In a recent article, I wrote the following in regards to Arab perceptions of us and I think it’s relevant here:
Too many Arabs and Muslims hold the inverse of America’s opinion of itself: It is not a force for good, or even a burdened, yet flawed, protector of the international system, but rather an actor that has worked, in remarkably consistent fashion, to suppress and subjugate the people of the region.
Are Arabs and Muslims – or to a lesser extent Latin Americans and Europeans – justified in thinking this? It doesn’t matter. This is what they think. For them, that is the reality. So when Obama says something like “no matter how callously defined, neither America’s interests – nor the world’s – are served by the denial of human aspirations,” I like it and I want to hear more of it. It actually reminds me of Bush’s early 2005 speeches, and I mean that as a compliment, because they were great speeches (at least in written form) that promised a move away from our longstanding policy of unquestioning support for Arab dictators.

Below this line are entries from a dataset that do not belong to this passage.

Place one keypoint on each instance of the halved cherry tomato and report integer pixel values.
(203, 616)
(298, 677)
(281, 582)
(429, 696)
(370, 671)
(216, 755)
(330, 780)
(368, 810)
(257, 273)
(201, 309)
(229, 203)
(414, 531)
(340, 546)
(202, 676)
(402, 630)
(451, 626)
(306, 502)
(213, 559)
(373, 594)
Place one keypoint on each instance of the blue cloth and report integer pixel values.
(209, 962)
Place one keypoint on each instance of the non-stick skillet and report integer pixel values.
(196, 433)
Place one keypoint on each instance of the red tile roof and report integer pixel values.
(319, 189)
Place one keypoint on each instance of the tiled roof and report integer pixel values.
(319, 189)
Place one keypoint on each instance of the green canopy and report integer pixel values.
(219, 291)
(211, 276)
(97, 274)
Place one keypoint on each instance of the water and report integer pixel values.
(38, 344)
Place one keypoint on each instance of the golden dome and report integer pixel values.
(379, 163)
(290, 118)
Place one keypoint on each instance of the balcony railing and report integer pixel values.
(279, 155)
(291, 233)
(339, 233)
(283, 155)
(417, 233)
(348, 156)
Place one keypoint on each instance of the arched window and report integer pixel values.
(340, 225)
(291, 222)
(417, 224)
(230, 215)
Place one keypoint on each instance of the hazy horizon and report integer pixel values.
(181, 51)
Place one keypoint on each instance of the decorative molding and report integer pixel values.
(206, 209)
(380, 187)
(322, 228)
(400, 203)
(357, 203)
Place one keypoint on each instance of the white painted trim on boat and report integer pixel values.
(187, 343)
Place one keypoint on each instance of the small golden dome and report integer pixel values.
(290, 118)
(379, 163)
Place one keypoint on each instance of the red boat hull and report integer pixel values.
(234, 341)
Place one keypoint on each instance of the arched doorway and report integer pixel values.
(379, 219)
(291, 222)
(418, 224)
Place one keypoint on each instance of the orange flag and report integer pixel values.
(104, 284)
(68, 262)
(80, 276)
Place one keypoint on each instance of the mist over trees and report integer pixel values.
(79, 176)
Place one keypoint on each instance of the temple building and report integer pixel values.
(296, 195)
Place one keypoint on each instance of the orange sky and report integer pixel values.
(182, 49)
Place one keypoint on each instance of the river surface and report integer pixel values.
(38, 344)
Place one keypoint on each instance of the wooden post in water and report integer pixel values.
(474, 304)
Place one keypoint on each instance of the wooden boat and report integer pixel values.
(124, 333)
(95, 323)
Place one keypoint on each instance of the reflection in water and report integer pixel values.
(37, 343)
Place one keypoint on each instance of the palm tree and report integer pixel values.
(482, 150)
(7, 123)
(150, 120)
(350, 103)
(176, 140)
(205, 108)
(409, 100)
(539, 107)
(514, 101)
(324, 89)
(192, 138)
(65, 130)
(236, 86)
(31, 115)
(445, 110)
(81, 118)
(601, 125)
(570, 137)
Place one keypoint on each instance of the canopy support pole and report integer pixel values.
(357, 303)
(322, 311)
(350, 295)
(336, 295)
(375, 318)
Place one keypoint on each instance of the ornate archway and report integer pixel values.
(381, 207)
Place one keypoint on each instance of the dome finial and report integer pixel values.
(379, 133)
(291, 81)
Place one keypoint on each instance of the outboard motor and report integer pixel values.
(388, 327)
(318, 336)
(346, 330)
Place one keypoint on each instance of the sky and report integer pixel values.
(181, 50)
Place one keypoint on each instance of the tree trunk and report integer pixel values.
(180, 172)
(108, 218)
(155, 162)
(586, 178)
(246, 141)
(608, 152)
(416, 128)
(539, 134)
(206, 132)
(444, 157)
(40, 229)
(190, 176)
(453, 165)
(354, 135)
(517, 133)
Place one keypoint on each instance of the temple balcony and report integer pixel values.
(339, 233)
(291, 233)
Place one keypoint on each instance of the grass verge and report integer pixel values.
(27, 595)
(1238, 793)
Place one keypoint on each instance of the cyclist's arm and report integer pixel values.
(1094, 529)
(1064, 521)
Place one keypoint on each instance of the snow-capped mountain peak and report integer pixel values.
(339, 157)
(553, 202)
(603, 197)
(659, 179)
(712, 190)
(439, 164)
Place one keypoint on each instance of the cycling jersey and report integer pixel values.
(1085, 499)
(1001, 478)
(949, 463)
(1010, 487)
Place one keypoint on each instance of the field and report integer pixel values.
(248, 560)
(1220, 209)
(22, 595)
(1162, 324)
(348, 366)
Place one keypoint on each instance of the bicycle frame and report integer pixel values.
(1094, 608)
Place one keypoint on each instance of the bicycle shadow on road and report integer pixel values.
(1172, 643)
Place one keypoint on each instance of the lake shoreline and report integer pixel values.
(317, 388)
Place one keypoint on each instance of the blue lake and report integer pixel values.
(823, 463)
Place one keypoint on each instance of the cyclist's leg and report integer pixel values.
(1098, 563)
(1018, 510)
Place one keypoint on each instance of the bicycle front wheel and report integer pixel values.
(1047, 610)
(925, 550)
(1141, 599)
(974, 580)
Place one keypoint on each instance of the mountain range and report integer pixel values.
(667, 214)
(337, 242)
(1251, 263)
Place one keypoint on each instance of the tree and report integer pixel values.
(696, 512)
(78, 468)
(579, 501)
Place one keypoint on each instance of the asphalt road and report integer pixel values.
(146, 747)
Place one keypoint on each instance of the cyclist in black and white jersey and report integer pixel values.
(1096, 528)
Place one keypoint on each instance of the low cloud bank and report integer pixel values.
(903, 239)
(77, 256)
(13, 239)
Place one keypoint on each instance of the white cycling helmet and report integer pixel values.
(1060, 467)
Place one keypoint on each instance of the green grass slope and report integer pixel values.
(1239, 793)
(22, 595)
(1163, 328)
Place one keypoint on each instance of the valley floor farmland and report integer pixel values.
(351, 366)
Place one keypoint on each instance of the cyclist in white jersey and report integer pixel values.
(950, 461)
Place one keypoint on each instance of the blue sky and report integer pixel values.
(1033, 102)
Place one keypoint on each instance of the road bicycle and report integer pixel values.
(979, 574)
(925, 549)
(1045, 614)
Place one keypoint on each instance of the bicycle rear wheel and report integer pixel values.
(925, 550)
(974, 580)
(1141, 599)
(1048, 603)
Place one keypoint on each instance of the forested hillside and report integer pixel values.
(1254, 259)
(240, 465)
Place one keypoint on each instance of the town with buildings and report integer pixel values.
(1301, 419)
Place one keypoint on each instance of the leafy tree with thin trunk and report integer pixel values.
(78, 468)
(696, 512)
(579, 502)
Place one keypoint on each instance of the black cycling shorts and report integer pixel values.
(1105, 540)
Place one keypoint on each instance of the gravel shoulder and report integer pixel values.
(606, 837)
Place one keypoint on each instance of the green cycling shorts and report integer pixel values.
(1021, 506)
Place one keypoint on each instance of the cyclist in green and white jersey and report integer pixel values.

But Bush’s rhetoric introduced a cognitive dissonance that became so blatant that the whole edifice crumbled. I’m all for soaring rhetoric on human rights and democracy, and fashioning a more just international system, but only if we’re willing to back it up with real policy changes on the ground. And clearly we’re not. There were quite a few lines in Obama’s Nobel speech about standing by those who fight for freedom, and the importance of human rights, but Obama’s Mid-east policy (after the almost pitch-perfect Cairo speech) has downgraded democracy on the list of priorities – and as others have argued, this de-prioritization of democracy has extended to other regions. For me, in listening to the Nobel speech, the dissonance was similarly striking and I imagine a lot of non-Americans were reading certain parts of the speech and wondering if the America Obama was speaking about bore any resemblance to the reality as they – not we – understand it.